Pre-race dinner – I’ve requested spaghetti and my mom’s famous homemade meatballs.  And although my parents don’t usually do veggies (at all, let alone with their pasta), I’ve picked up some spinach that I’ll cook up.  This is the same meal (less Mom’s meatballs and with frozen ones instead) Kristin’s friend Alyssa had her mom prepare for us the night before the half, and we all know how that went — great!  So I’m going with it again.
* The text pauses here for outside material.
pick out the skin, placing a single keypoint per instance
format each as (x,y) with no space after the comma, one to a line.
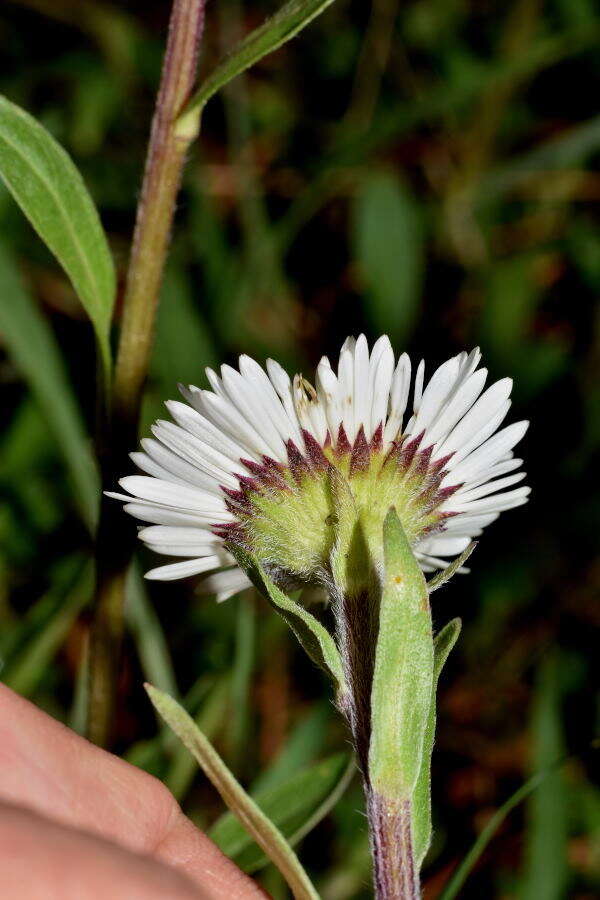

Prep for race morning – Before I go to bed, I’ll pin my number onto the outermost layer I’ll be wearing to race tomorrow, I’ll attach my chip to my shoe, and I’ll lay out all my clothes and gear.  I’ll pack my water, gatorade, and pre- and post-race snacks (The race-day food/hydration philosophy is this: “Use theirs, but bring your own”).  And of course I’ll charge Pokey.  And finally I’ll set two alarms and inform Mom of wake-up time just in case.

Sleep – I’ll try to get a good night’s sleep, especially since I shouldn’t have to worry about finding or packing anything tomorrow morning — hopefully I will have thought of everything before I climb into bed.  But just in case I still don’t sleep well, at least I got great sleep last night! 

Alright, friends, now it’s time to execute.  See ya after the race!!